A Kettering-based charity has found that more than half of Northamptonshire students feel "negative" about their return to school.
Youth Works is a charity that offers alternative education, youth and community project work, and counselling and emotional support and it surveyed 969 young people aged 11 to 18 about lockdown and returning to school.
It found that 51 per cent of respondents said they felt "negative" or "very negative" about returning to school as the start of term gets closer.
The survey was open to children from across the county but the majority of respondents came from Kettering Science Academy, Lodge Park Academy, Latimer Arts College, Sponne School and Weavers Academy.
Despite the apprehension about returning to class, 87 per cent said they were most looking forward to "socialising with peers" once they get back to school.
When it came to how they had coped with lockdown, a quarter said they had found the time difficult and a third said their well-being had got worse or much worse.

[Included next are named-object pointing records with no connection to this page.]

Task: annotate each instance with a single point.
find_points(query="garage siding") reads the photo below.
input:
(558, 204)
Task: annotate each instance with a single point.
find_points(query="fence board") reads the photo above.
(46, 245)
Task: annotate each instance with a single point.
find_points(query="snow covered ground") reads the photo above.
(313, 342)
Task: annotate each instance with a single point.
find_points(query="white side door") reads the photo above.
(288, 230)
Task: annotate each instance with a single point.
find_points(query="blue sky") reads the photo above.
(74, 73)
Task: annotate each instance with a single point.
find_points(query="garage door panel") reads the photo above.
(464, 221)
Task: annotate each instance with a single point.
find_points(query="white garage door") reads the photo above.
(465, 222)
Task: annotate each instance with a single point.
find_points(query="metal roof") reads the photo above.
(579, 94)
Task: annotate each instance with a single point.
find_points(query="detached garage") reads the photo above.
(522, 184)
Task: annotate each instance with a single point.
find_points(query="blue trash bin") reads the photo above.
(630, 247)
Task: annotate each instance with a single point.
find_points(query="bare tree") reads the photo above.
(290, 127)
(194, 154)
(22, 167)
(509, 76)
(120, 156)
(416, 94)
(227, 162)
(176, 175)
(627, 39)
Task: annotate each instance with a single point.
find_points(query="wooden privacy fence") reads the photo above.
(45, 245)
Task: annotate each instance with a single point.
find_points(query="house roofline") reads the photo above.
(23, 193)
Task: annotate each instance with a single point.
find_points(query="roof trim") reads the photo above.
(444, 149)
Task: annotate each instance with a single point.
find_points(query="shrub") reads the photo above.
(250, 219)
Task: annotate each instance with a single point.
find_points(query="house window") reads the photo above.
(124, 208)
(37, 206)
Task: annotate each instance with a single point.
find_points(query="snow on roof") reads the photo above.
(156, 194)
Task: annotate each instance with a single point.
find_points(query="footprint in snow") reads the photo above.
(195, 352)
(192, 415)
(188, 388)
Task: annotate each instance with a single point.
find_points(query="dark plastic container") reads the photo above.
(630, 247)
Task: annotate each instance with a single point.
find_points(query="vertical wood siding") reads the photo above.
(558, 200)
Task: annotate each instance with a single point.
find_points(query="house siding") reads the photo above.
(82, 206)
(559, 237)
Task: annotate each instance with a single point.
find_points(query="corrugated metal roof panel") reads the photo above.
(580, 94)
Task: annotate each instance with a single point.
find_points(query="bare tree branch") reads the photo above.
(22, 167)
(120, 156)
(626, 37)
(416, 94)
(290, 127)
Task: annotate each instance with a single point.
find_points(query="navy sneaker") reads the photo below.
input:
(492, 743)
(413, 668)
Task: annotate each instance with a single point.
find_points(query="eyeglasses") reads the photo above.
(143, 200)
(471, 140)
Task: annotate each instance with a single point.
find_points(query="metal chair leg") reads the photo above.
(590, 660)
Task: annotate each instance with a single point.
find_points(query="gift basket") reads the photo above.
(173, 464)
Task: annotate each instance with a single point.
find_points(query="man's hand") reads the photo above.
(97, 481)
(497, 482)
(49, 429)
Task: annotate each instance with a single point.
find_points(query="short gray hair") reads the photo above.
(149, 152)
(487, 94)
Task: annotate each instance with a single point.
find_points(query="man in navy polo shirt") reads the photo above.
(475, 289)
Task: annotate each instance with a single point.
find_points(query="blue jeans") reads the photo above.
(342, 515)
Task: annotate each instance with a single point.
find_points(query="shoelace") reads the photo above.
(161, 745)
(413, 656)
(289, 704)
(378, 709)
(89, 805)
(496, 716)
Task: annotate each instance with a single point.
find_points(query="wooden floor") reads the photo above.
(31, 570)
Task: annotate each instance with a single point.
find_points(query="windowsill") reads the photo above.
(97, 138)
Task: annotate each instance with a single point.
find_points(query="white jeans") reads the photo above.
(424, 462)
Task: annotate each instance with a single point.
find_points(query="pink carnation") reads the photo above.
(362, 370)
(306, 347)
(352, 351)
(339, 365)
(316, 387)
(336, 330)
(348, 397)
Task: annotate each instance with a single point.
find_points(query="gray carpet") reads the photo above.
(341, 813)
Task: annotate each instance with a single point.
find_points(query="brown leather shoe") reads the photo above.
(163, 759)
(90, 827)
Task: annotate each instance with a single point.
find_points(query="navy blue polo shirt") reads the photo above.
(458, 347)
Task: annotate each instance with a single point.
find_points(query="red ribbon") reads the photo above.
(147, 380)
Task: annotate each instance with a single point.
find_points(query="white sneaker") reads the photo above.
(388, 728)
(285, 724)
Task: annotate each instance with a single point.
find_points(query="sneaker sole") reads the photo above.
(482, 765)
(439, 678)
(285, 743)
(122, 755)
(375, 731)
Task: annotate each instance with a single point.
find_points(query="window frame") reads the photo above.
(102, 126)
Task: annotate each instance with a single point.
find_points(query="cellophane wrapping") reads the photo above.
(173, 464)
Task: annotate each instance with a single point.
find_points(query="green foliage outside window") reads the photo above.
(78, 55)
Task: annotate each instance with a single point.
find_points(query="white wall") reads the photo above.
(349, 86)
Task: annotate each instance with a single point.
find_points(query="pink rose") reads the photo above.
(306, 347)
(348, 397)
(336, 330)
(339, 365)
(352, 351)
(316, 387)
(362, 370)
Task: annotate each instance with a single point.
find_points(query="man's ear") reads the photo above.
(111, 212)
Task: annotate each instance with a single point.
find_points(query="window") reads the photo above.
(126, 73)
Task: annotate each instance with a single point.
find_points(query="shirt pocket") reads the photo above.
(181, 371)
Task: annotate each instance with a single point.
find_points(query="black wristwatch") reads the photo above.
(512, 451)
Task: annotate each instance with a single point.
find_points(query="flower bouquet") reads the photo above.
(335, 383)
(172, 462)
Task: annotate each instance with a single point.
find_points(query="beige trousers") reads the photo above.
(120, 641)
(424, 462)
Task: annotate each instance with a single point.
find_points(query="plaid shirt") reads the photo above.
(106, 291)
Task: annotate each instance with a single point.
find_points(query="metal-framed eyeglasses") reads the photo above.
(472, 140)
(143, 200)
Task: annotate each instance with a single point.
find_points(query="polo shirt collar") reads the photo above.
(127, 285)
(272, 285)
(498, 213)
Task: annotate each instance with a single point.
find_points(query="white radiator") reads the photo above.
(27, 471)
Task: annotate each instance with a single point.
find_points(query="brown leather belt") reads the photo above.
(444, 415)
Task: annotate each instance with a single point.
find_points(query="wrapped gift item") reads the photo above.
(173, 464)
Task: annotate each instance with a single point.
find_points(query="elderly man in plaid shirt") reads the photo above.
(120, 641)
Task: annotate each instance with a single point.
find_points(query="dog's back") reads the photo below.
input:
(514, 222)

When asked to rate their anxiety, over a quarter said they had high levels of anxiety.
Dr Siobhan Currie, an educational psychologist who helped with the survey, said: "This result shows much higher levels of anxiety than we are used to dealing with.
"Schools and services must take a targeted approach and identify those that need more help. Some will have had a very difficult and stressful time with possible bereavements."

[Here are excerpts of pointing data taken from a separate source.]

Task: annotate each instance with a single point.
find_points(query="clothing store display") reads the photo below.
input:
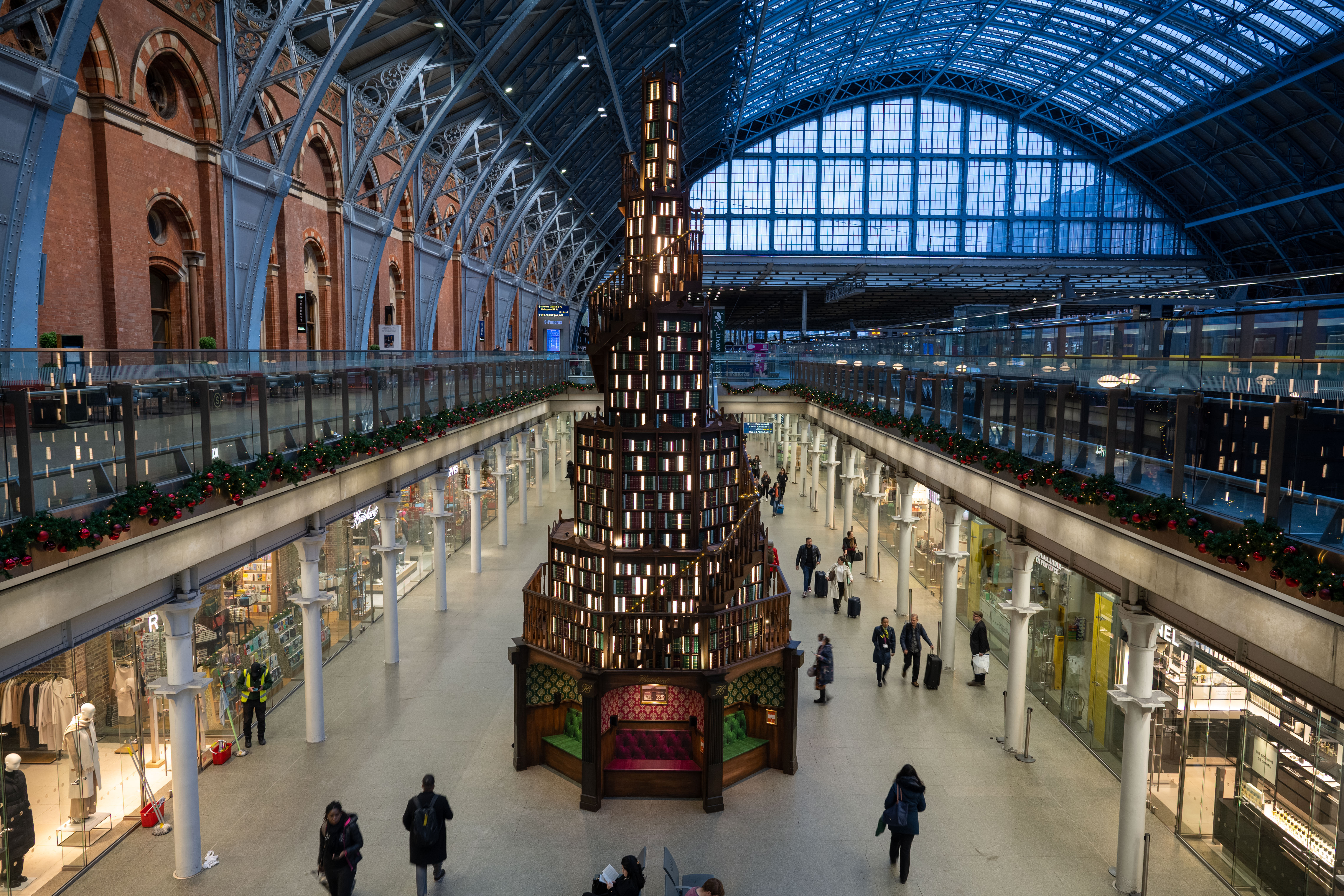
(18, 816)
(81, 742)
(124, 686)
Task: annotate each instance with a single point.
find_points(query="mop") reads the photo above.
(163, 827)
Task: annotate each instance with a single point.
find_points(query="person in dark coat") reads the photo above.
(906, 789)
(18, 821)
(884, 643)
(628, 884)
(341, 844)
(979, 645)
(826, 667)
(808, 559)
(431, 847)
(912, 635)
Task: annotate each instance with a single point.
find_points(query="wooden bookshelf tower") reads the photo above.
(658, 601)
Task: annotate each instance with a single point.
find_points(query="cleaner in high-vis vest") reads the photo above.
(255, 686)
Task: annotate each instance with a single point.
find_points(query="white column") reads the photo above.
(440, 515)
(849, 476)
(475, 491)
(816, 465)
(522, 476)
(540, 461)
(951, 555)
(502, 488)
(389, 547)
(1138, 702)
(179, 688)
(1019, 612)
(553, 438)
(832, 463)
(905, 530)
(874, 495)
(311, 600)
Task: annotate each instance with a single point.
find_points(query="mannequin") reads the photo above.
(81, 742)
(18, 821)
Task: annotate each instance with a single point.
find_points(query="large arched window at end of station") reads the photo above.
(928, 176)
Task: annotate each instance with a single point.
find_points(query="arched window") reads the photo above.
(927, 175)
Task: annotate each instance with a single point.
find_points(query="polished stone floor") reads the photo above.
(994, 825)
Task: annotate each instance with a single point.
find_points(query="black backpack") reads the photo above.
(425, 824)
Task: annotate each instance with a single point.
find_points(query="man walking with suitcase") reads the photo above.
(911, 636)
(808, 558)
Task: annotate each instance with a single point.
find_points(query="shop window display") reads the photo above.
(85, 742)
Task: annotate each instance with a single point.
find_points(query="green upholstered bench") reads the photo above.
(736, 741)
(572, 739)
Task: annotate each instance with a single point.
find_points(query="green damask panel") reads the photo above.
(544, 682)
(768, 683)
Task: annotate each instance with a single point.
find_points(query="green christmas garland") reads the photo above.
(1298, 565)
(48, 532)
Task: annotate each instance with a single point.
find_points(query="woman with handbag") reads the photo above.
(901, 813)
(823, 668)
(843, 577)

However, some students said their well-being had improved by being at home, one said: "Can we just not go back? I’ve been so much happier since we’ve been off, like you have no idea."

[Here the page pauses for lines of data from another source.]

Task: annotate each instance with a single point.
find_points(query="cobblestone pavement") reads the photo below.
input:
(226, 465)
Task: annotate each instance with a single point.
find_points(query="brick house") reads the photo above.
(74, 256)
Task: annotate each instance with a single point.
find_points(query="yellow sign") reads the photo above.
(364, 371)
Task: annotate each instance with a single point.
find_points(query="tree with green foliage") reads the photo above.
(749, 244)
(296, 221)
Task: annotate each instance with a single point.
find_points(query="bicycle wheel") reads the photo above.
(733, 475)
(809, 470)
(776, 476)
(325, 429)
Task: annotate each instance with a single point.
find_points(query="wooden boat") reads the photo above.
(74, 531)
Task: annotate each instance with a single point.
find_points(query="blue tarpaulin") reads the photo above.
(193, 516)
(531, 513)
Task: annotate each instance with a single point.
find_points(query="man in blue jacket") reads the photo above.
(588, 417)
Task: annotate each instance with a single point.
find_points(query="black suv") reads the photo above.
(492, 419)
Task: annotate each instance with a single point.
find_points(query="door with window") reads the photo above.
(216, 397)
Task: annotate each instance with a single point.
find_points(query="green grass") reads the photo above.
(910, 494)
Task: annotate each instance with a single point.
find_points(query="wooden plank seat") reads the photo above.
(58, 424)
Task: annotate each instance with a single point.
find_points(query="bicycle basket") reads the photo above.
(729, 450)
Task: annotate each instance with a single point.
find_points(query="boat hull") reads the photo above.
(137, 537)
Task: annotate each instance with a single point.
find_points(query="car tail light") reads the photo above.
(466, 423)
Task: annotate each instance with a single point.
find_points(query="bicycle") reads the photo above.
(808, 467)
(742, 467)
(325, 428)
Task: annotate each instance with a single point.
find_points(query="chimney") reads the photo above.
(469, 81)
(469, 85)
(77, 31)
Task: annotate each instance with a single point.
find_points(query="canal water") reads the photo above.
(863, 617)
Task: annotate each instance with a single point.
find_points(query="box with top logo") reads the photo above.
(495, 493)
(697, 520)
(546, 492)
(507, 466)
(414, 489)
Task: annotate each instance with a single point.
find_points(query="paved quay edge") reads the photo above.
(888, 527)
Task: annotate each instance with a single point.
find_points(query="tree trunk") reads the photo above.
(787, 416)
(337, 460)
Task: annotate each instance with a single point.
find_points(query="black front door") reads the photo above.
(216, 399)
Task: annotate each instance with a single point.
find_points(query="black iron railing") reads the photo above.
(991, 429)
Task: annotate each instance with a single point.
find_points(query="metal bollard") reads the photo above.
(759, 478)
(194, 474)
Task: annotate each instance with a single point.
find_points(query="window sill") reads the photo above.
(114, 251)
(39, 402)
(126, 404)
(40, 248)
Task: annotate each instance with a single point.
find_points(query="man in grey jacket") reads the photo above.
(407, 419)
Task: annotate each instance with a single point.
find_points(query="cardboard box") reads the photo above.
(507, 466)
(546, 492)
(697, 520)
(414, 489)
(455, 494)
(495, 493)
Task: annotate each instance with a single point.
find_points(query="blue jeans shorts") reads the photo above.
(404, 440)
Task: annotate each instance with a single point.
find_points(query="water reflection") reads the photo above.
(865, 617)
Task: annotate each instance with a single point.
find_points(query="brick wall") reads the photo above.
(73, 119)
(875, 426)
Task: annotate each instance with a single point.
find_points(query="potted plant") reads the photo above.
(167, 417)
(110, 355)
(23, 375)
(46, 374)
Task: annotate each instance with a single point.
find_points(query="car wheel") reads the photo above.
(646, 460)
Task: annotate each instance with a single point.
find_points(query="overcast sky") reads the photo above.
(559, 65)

Respondents were asked about how they had coped in lockdown, with "video entertainment" proving to be the most popular pastime.
Others said they enjoyed creative hobbies like baking and gardening. A student said: "I have enjoyed learning from home and being independent and in control, giving myself free time to do new things and having more time to do the things I enjoy (that are educational and worthwhile)."
Youth Works' CEO and headteacher, Cindy Wrighting, said: "It would be great if schools encouraged young people to continue to use these coping strategies as they help build resilience and maintain good mental health.
"The positive comments about different ways of learning during lockdown are also something we should take note of."